Lower Manhattan is also home to a large number of media and information jobs with the arrival of companies such as Condé Nast, Time Inc. and HarperCollins. The increased diversification of Lower Manhattan jobs has helped make up for a decline in financial sector employment, which still predominates with 78,600 jobs in 2015 — about 1/3 of the total — but is down from 151,200 jobs in 2000.
It is increasingly a 24-hour neighborhood. New office buildings, improved mass transit, new retail complexes, restaurants and hotels are attracting residents, commuters and tourists. More than 14 million tourists visited Lower Manhattan in 2015. As of 2015, more than 23 million tourists had visited the National September 11 Memorial and 4 million had visited the Memorial Museum. The One World Trade Center Observatory attracted 2.3 million visitors in its first year of operation.

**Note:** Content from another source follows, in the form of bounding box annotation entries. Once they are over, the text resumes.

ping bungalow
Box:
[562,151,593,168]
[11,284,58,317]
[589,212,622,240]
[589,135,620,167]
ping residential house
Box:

In addition to tourism, the area’s daytime population is swelled with hundreds of thousands of public and private sector employees, and college students. In the past two years, Pace University has opened two student residence halls in Lower Manhattan.
The report also noted that:
- More than 77 percent of Lower Manhattan’s population is under 45 years old;
- More than one-third of the families had household incomes of $200,000 or more, compared with 7 percent citywide;
- Almost 40 percent of area residents had earned a graduate degree or higher, compared with 14 percent citywide; and
- Lower Manhattan has witnessed the recently completed World Trade Center Transportation Hub, the Westfield World Trade Center Mall, the Fulton Transit Center, and the ongoing redevelopment of the South Street Seaport and Pier 17, expected to be completed by 2017.